9 Que répondez-vous aux étudiants qui s'opposent à la grève et qui craignent de perdre leur session?

La première chose qu'on leur dit, c'est qu'il faut respecter la décision démocratique qui a été prise. Quand un vote de grève ne passe pas, les gens qui étaient des fervents grévistes vont à leurs cours et acceptent que, collectivement, les étudiants ne voulaient pas aller en grève. Quant à la crainte d'annulation du semestre, c'est impossible. Il y a eu huit grèves illimitées au Québec, c'est la neuvième et ça n'est jamais arrivé, car d'un point de vue financier et logistique, c'est impossible. La menace qui nous est faite n'est pas applicable.

10 Est-ce qu'une carrière politique vous intéresse?

Plus je fréquente le milieu de la politique partisane et plus ça me décourage de m'impliquer un jour. Les partis qui sont susceptibles de prendre le pouvoir sont incapables de nous garantir qu'il s'en vont vers la gratuité scolaire. Le salut ne viendra pas des urnes. L'histoire du Québec nous montre que les grands pas qu'on a faits collectivement ne viennent pas de là mais bien de la mobilisation concrète. Moi je veux qu'on s'en aille vers la gratuité scolaire et la justice sociale et le meilleur moyen pour y arriver, c'est de militer au sein des mouvement sociaux et de mobiliser les gens à descendre dans la rue. C'est ma perspective, bien plus que la politique partisane.

10+1 Question de Julie Allard, étudiante à la maîtrise en psychoéducation

Seriez-vous prêt à négocier avec  la ministre Beauchamp pour  un compromis?

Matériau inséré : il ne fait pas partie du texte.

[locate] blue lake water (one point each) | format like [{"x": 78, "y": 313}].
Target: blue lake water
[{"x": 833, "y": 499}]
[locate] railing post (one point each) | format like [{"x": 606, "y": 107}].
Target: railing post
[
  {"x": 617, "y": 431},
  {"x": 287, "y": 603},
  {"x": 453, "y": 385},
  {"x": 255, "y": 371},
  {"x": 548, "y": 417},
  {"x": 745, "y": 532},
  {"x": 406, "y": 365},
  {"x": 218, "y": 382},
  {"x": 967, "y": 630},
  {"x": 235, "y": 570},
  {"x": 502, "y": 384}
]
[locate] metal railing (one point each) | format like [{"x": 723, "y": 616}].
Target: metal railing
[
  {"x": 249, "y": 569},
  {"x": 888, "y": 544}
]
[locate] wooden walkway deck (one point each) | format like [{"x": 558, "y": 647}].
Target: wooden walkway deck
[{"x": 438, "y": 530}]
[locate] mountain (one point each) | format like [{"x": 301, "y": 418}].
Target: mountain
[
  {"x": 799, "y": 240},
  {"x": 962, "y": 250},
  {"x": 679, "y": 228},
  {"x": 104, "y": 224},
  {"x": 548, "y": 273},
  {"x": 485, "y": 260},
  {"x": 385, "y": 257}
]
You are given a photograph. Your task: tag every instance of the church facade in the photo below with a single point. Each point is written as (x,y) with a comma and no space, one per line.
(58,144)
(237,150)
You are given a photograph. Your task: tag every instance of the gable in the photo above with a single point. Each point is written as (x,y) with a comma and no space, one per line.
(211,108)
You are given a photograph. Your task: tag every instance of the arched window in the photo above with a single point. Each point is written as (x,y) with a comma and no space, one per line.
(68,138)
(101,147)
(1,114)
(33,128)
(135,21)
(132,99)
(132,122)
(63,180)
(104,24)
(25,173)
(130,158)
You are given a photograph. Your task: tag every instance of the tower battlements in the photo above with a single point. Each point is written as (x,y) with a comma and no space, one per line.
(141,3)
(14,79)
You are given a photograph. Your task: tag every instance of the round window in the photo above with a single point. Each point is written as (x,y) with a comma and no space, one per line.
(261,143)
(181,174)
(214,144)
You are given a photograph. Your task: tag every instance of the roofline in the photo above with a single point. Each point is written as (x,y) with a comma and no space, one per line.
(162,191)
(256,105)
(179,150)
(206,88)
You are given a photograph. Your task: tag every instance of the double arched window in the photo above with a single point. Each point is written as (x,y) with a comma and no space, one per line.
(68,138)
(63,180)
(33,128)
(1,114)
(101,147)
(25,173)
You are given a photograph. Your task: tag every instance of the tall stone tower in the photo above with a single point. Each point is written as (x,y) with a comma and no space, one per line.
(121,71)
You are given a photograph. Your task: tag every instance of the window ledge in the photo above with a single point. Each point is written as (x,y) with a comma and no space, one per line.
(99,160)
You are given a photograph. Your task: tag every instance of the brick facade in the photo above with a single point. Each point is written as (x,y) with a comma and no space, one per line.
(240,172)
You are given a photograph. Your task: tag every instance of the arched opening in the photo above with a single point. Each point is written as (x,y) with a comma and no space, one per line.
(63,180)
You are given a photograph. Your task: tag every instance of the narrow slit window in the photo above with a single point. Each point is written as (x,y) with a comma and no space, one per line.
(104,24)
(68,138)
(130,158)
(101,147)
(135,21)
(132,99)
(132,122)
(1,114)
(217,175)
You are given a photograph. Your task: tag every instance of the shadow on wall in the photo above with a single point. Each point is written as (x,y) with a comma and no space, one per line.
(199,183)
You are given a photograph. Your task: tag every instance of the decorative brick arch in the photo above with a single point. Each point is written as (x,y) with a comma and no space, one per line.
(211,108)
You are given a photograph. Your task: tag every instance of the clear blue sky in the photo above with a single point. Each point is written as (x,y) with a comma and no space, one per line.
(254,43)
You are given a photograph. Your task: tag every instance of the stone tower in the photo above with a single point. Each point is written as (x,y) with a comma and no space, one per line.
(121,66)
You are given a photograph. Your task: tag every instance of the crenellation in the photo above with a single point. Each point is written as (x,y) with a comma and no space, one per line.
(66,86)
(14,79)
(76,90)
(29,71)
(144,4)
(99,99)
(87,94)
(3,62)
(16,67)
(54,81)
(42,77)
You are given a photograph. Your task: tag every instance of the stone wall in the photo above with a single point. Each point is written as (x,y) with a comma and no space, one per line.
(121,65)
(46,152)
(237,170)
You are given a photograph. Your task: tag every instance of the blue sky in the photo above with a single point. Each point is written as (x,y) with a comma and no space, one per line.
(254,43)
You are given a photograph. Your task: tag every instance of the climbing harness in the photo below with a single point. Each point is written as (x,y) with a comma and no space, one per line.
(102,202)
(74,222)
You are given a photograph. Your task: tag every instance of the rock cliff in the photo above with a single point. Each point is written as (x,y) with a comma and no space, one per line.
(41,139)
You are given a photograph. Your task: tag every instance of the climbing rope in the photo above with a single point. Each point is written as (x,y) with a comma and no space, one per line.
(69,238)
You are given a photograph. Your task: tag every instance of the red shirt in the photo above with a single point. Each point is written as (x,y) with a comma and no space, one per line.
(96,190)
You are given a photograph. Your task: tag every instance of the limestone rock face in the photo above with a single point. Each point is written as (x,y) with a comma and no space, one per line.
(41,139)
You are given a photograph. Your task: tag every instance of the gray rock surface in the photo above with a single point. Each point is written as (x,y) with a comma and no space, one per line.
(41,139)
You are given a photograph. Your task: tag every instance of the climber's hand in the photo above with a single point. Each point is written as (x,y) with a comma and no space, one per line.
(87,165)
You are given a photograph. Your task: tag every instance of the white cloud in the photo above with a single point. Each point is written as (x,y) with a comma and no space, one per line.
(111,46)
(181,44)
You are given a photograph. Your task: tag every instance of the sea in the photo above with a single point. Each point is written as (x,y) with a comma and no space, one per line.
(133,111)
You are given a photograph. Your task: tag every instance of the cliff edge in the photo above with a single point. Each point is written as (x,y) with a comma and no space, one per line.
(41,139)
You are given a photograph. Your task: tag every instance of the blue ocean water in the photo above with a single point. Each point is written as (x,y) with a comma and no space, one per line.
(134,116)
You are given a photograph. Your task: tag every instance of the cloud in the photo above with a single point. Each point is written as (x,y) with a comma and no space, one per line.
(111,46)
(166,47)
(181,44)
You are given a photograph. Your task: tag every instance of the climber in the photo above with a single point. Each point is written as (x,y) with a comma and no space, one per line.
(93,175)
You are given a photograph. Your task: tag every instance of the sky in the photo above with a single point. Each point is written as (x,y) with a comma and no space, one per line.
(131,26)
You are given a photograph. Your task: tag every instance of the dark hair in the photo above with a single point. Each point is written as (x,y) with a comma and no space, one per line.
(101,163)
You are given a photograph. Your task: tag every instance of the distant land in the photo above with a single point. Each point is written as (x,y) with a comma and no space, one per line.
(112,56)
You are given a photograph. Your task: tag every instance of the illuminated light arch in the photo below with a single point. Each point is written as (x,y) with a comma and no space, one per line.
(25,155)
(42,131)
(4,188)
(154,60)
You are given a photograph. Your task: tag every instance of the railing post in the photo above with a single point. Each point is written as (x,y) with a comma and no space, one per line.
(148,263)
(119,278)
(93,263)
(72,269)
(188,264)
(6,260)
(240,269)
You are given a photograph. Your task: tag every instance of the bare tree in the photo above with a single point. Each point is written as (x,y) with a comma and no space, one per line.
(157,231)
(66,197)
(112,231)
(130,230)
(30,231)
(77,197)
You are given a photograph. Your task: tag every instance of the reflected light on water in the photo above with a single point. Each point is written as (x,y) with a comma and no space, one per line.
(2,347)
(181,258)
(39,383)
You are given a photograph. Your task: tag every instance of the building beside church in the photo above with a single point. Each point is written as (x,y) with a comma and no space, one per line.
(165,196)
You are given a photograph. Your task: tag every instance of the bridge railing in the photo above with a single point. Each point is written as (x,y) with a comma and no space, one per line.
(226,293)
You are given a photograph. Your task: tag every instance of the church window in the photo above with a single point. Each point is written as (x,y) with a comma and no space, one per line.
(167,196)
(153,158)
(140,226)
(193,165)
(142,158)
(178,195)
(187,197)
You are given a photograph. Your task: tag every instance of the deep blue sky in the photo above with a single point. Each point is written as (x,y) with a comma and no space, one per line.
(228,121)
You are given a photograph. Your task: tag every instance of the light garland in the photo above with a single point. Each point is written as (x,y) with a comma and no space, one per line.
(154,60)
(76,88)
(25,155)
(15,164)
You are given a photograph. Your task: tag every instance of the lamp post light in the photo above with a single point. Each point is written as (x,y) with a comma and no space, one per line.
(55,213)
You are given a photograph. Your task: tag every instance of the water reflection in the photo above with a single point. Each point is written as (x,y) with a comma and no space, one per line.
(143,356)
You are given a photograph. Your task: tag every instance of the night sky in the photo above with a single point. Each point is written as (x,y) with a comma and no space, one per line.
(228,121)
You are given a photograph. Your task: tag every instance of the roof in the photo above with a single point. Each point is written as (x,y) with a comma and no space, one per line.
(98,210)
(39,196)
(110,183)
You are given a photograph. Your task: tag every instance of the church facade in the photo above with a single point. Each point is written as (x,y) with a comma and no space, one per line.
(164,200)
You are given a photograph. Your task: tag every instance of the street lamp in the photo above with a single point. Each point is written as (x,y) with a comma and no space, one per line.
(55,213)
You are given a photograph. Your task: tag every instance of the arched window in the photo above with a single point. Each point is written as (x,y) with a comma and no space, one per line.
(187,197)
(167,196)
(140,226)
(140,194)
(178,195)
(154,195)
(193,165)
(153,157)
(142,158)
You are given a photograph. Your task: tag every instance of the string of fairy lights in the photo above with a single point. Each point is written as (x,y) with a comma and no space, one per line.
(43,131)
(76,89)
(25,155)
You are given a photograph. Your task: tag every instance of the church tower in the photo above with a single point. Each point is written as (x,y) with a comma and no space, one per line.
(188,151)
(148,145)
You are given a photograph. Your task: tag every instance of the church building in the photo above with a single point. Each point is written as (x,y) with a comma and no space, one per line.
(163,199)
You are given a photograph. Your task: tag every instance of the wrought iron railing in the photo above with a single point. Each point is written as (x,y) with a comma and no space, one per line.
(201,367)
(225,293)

Lorsqu'il y aura négociation, ce sont nos assemblées générales qui se positionneront sur la proposition du gouvernement. Je n'ai aucun pouvoir décisionnel et je suis très fier de ne pas en avoir. Nous avons un comité de négociation pour faire le lien. Cela dit, on est prêts à s'associer avec le gouvernement pour discuter de la façon dont on doit financer nos universités de manière acceptable et comment elles peuvent redevenir ce qu'elles devraient être, c'est-à-dire des lieux de transmission des connaissances plutôt que des catalyseurs de croissance économique.